Who am I showing? Who have I been hiding? What does the outside world see that isn’t really me? What does my inside world hold that nobody sees at all? Do I really want to show it or just show something else?
The blank mask asks questions that a therapist often can’t. It creates a container for the conversation without requiring words first. Paint, texture, color, symbols, stickers perhaps… these become the language. And for many people, especially those who have spent years translating themselves into acceptable words, that nonverbal permission is everything.
The physical process of building a mask mirrors something psychologically true. Identity is built in layers. So is armor. So is healing.
Once the mask is made, something shifts when it’s worn.
Role play in expressive arts isn’t performance for an audience. It’s permission. The mask creates enough psychological distance that parts of the self that feel too vulnerable, too angry, too tender to speak from directly — suddenly have a voice.

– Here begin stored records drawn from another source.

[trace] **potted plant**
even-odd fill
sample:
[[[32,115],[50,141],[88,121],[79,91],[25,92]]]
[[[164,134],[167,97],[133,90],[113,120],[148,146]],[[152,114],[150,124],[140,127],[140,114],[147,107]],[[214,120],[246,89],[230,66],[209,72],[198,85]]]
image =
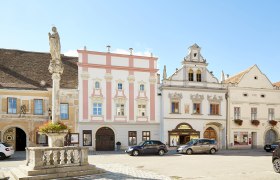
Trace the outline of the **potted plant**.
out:
[[[269,124],[271,124],[272,126],[276,126],[277,121],[275,121],[275,120],[269,120]]]
[[[259,120],[252,120],[251,123],[255,126],[258,126],[260,124]]]
[[[239,126],[241,126],[242,123],[243,123],[243,120],[241,120],[241,119],[235,119],[234,122],[235,122],[236,124],[238,124]]]
[[[117,151],[119,151],[121,149],[121,145],[122,143],[120,141],[116,142],[117,145]]]

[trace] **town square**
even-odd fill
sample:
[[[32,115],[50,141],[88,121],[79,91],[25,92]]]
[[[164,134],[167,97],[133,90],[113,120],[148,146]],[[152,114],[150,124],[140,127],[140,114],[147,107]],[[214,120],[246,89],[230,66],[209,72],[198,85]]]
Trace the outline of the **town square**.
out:
[[[280,179],[272,2],[1,2],[0,179]]]

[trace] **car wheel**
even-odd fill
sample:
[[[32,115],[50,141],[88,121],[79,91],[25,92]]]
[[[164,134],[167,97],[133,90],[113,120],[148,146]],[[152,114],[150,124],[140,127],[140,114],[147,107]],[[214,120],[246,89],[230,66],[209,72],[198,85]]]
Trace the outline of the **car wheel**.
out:
[[[266,152],[270,152],[270,150],[268,150],[268,149],[266,149],[265,151],[266,151]]]
[[[191,155],[192,154],[192,150],[191,149],[187,149],[186,154]]]
[[[139,151],[135,150],[132,152],[133,156],[138,156],[139,155]]]
[[[275,159],[273,161],[273,169],[275,172],[280,173],[280,159]]]
[[[6,158],[5,154],[4,153],[0,153],[0,160],[3,160],[5,158]]]
[[[158,154],[159,154],[160,156],[164,155],[164,150],[162,150],[162,149],[159,150],[159,151],[158,151]]]
[[[216,153],[216,149],[212,148],[210,149],[210,154],[215,154]]]

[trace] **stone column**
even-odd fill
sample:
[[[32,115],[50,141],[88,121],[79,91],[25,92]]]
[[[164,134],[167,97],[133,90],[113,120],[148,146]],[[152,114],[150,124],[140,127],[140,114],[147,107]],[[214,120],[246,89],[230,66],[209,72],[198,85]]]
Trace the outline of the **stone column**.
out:
[[[52,123],[57,123],[60,116],[60,98],[59,98],[59,84],[60,84],[60,74],[53,73],[53,88],[52,88]]]

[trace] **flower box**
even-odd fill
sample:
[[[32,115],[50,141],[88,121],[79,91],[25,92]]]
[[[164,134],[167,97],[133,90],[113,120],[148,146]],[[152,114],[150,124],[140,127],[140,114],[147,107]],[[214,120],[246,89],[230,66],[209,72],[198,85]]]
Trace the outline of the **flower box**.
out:
[[[270,121],[268,121],[269,122],[269,124],[271,124],[272,126],[275,126],[276,124],[277,124],[277,121],[275,121],[275,120],[270,120]]]
[[[252,120],[251,123],[255,126],[258,126],[260,124],[259,120]]]
[[[234,122],[235,122],[236,124],[238,124],[239,126],[241,126],[242,123],[243,123],[243,120],[241,120],[241,119],[235,119]]]

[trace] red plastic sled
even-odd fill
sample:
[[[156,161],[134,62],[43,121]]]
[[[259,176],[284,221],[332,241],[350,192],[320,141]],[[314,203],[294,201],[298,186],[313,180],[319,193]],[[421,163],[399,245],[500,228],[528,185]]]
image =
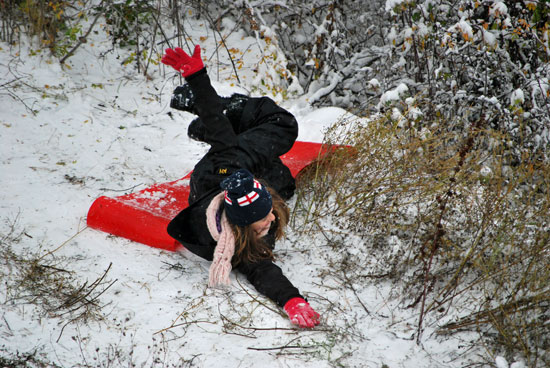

A participant might wear their mask and speak as their strongest self, the version of them that survived. Or as their wounded self, the one still waiting to be heard. Or even as an aspirational self, who they are becoming.
The mask holds the role. The person holds the awareness. And in that space between the two, insight lives.
I made a mask last week. Not for a client. Not for a session plan. For myself. I chose gold. Every rhinestone placed by hand until the whole face shimmered. I didn’t overthink the symbolism while I was making it. I just kept going. Hands busy. Mind quiet. Somewhere in the repetition of press, align, press again; something settled in me that had been restless all week.
That’s the first thing nobody tells you about mask-making. The making is already the therapy. Before you ever put it on.
When it was finished I tried it on Ginji.
She held still for approximately four seconds, peering through the eye holes with the kind of ancient judgment and no interest in the therapeutic process.

Here’s what struck me sitting there with a bejeweled mask in one hand and an unimpressed cat:

That mask was covered entirely in gold on the outside. Brilliant and reflective in the room. It was armored and radiant at the same time. Loud without saying a word.I’ve been thinking about what I would put on the inside.
That’s the work, isn’t it. The outside is easy once you decide who you want the world to see. The inside takes longer. Or perhaps the mask was made the way it was because those were the most convenient supplies at the time. Or is the inside just a nice fluffy orange cat. Something to ponder.